The Alliance to Save Our Antibiotics welcomes these findings. Unfortunately, despite highlighting how antibiotics can be routinely used in livestock farming, the NFS lacks clear and strong recommendations for ending this misuse and for protecting these vitally important medicines.
Suzi Shingler of the Alliance said: “The report rightly highlights how much of the global misuse and overuse of antibiotics in farming is linked to keeping animals in crowded, unhygienic and unhealthy conditions. We warmly welcome the National Food Strategy’s call for core standards on antibiotics to be included in all future trade deals, so that the importation of cheap animal foods produced with routine antibiotic use is ended. However, a key recommendation is missing from the report, which is the need for better UK legislation aimed at ending all forms of routine farm antibiotic use on British farms.”
The NFS says “Unfortunately, cramming livestock together in intensive systems is one of the simplest ways to reduce the price of meat.” As a result of this approach, the NFS says the cost of chicken is just a third of what it was in the 1960s and chicken consumption has increased from 10% to 40% of UK meat consumption. The NFS says that when pigs, poultry or cattle are kept in very crowded conditions, disease spread is inevitable, and this has led to the routine use of antibiotics in global livestock farming and to large increases in antibiotic resistance.

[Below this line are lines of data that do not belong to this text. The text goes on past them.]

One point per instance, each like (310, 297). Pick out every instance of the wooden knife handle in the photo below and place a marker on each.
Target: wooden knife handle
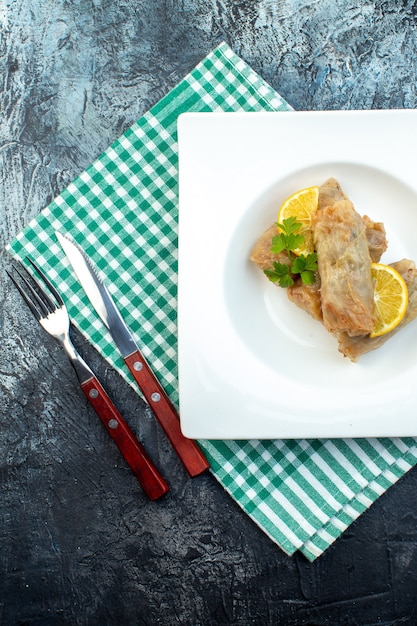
(148, 476)
(187, 450)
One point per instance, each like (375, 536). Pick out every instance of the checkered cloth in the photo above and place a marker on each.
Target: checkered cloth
(123, 211)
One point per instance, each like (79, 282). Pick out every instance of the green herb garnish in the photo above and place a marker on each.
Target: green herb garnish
(289, 240)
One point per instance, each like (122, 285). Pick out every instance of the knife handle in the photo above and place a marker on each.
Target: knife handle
(187, 450)
(148, 476)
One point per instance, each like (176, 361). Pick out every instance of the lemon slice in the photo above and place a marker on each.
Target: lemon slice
(302, 204)
(390, 296)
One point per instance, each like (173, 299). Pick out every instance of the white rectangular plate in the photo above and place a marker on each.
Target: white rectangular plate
(251, 364)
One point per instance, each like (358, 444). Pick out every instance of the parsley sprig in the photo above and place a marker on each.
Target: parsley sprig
(289, 239)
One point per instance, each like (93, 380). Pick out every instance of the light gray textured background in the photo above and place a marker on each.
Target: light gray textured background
(79, 543)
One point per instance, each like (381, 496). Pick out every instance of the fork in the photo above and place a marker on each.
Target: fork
(54, 319)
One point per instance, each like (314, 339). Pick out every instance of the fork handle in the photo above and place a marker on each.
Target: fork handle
(187, 450)
(147, 474)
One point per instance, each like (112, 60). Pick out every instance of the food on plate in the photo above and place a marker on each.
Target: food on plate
(344, 265)
(329, 262)
(302, 205)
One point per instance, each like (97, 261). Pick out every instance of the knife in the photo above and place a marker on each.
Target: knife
(187, 450)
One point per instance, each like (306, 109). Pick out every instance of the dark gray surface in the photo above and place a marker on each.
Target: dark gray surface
(80, 545)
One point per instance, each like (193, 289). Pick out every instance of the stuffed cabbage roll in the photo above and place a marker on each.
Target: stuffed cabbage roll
(344, 265)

The NFS also explains how environmental destruction and intensive farming can lead to the emergence of new zoonotic diseases which can jump to humans. It says that the crowded conditions of intensive livestock farming can act as “vast replication vessels for some viruses”. It reminds us that if zoonotic viruses have pandemic potential, even if the mortality rate is quite low, they can “devastate our health, economy and well-being”.

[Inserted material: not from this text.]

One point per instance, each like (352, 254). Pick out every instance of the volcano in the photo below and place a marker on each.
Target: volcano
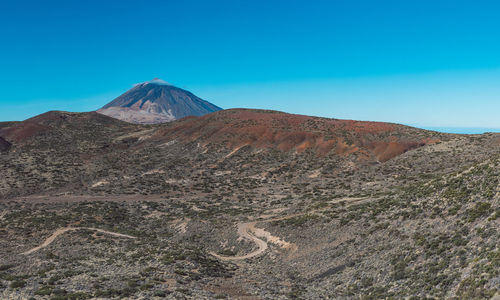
(156, 101)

In the UK, farm antibiotic use has been cut by nearly 50% between 2014 and 2018, although in 2019 use increased again by 3%. Routine antibiotic use and preventative mass medication have been significantly reduced on British farms, through voluntary industry actions, but these misuses still occur and remain entirely legal. The EU will ban all forms of routine antibiotic use and preventative group treatments on 28 January 2022, but the UK government has still not published any plans for implementing similar legislation.